In manchen Fällen schwellen die Lippen und Hautpartien an, es kommt zu Rötungen und Ausschlägen und die Nase beginnt zu laufen. Die Mundhöhle und Lippen prickeln, unter Umständen schwillt auch der Kehlkopf an, ihr leidet unter Atemnot. Auch Asthma kann zu den Symptomen einer allergischen Reaktion gehören. Einige Betroffene leiden auch unter Übelkeit, müssen sich erbrechen oder bekommen Magenkrämpfe und Durchfall. Manchmal fällt der Blutdruck stark ab, sodass denjenigen schwarz vor Augen wird.

Besonders gefährlich wird es, wenn der Organismus mit einem so genannten anaphylaktischen Schock reagiert. Diese extreme allergische Reaktion kann innerhalb kurzer Zeit zum Herz-Kreislauf-Versagen führen.

Ausgerechnet Eier und Kuhmilch
Am häufigsten kommen in Deutschland Lebensmittelallergien gegen Hühnereier, Kuhmilch, Weizen und Soja vor. Da Bestandteile von Eiern in besonders vielen Lebensmitteln wie beispielsweise in einigen Nudeln oder Margarine enthalten sind, kommen Betroffene oft nicht gleich auf die wahre Ursache ihrer Beschwerden.

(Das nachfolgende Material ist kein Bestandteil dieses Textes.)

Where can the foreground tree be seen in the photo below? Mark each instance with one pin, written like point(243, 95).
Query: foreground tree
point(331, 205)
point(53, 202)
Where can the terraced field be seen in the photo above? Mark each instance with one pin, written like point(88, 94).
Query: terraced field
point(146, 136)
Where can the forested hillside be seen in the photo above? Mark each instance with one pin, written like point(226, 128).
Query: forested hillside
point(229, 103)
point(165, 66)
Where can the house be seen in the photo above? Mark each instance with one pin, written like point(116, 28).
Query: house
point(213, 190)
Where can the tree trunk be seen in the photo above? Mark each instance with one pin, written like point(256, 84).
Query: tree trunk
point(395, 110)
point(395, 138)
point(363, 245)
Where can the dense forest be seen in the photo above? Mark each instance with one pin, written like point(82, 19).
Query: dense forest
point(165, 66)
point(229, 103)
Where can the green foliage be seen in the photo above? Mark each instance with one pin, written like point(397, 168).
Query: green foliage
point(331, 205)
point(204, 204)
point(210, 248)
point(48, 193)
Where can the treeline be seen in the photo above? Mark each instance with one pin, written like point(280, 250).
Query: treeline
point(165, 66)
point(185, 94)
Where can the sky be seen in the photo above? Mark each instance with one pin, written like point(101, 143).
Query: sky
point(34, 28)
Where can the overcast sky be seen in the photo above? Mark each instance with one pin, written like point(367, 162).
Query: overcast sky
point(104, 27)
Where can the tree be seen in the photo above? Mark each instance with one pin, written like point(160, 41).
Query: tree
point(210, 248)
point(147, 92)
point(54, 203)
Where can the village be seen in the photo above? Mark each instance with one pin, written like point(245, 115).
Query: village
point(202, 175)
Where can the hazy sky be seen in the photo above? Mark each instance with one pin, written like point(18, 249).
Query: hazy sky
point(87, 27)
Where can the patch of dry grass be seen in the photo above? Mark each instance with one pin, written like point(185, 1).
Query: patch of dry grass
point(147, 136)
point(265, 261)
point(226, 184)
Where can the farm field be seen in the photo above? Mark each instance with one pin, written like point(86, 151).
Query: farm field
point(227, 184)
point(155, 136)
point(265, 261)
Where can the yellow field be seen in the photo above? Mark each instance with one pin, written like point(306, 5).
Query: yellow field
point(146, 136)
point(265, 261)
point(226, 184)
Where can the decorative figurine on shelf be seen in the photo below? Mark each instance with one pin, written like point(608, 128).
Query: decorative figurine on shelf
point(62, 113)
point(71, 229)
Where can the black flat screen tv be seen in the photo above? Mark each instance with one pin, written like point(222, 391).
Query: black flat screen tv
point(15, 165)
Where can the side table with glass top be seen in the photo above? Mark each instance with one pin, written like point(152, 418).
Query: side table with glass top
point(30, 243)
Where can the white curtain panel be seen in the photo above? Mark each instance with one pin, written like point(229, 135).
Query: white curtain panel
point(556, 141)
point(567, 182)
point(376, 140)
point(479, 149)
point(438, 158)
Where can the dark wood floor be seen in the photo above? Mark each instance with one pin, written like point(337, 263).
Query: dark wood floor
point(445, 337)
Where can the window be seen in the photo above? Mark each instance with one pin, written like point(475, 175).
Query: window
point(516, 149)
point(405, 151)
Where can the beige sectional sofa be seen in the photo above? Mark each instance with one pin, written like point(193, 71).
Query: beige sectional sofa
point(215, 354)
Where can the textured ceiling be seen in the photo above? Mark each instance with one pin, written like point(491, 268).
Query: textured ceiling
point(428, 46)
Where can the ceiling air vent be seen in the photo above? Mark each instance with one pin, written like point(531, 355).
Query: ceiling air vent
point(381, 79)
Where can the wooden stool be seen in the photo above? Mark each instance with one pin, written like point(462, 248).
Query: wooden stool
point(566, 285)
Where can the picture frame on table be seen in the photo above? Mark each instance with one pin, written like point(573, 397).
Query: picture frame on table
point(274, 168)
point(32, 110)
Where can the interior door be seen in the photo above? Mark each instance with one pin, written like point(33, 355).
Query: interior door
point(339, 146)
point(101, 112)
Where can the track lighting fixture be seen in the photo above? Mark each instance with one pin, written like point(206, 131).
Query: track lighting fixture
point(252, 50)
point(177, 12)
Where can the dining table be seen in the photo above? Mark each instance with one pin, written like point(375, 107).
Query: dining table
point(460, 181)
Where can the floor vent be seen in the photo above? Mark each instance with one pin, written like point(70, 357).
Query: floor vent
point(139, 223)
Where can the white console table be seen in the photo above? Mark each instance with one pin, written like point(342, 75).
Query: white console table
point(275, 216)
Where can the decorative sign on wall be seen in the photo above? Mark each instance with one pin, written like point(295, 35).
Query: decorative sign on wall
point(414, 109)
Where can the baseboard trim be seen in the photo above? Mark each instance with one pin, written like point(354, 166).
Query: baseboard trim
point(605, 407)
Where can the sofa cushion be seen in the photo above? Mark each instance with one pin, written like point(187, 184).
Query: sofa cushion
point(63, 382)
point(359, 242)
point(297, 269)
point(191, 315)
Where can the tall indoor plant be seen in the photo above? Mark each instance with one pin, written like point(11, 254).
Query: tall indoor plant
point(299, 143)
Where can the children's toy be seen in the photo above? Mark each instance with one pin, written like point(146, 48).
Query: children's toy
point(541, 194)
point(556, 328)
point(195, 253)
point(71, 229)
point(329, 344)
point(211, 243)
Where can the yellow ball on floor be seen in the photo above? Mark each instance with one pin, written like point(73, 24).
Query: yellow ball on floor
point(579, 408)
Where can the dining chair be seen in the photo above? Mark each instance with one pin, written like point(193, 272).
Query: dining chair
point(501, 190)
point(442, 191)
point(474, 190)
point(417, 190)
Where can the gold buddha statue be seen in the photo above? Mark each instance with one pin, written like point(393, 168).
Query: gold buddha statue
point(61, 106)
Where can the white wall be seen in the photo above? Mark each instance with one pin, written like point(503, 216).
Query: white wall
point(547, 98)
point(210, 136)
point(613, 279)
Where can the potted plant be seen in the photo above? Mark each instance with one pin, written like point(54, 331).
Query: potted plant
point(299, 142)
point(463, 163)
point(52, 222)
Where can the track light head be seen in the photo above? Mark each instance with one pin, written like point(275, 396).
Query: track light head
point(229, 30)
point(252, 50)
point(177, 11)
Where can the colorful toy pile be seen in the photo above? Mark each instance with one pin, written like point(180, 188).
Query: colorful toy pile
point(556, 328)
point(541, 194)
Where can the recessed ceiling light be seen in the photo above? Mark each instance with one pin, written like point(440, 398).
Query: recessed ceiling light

Nicht selten lösen auch Seefische, Schalentiere, Nüsse, Hülsenfrüchte und Rohgemüse, dabei vor allem Sellerie, rohe Früchte, insbesondere Äpfel und Zitrusfrüchte, Allergien aus. Übrigens reagiert der Körper meist auf die in der Nahrung enthaltenen Proteine, also Eiweiße, allergisch.

Jagd auf die Ursache
Um herauszufinden, gegen welche Lebensmittel ihr allergisch seid, helfen neben Hauttests meist nur spezielle Diäten. Diese solltet ihr aber keineswegs alleine, sondern immer nur mit Hilfe eines Artzes durchführen. Nach einem Ernährungsplan lasst ihr entweder immer mehr Gruppen von Nahrungsmitteln weg oder nehmt neue hinzu. So könnt ihr ganz genau feststellen, welche Lebensmittel an euren Beschwerden Schuld sind. Leider gibt es noch keine Möglichkeiten, Lebensmittelallergien zu heilen, das heißt: Die schädlichen Lebensmittel müssen konsequent gemieden werden.

Es gibt Alternativen
Keine Sorge, nachdem euer Arzt eine Allergie diagnostiziert hat, bekommt ihr hilfreiche Tipps, wie ihr euch auch ohne betreffende Lebensmittel ausgewogen ernähren könnt. Ihr lernt, Produkte zu erkennen, die euer Allergen enthalten, und wie ihr sie ersetzen könnt. Wer sich angewöhnt, im Supermarkt genau auf die Zutatenverzeichnisse zu achten, weiß schnell, wovon er oder sie besser die Finger lassen sollte.

Manchmal hilft es auch, spezielle Nahrung vor dem Verzehr zu garen oder eine Weile an der Luft zu lagern, um die Allergene zu zerstören. Um diese Tricks kennen zu lernen, solltet ihr euch unbedingt von einem Arzt oder Lebensmittelexperten beraten lassen.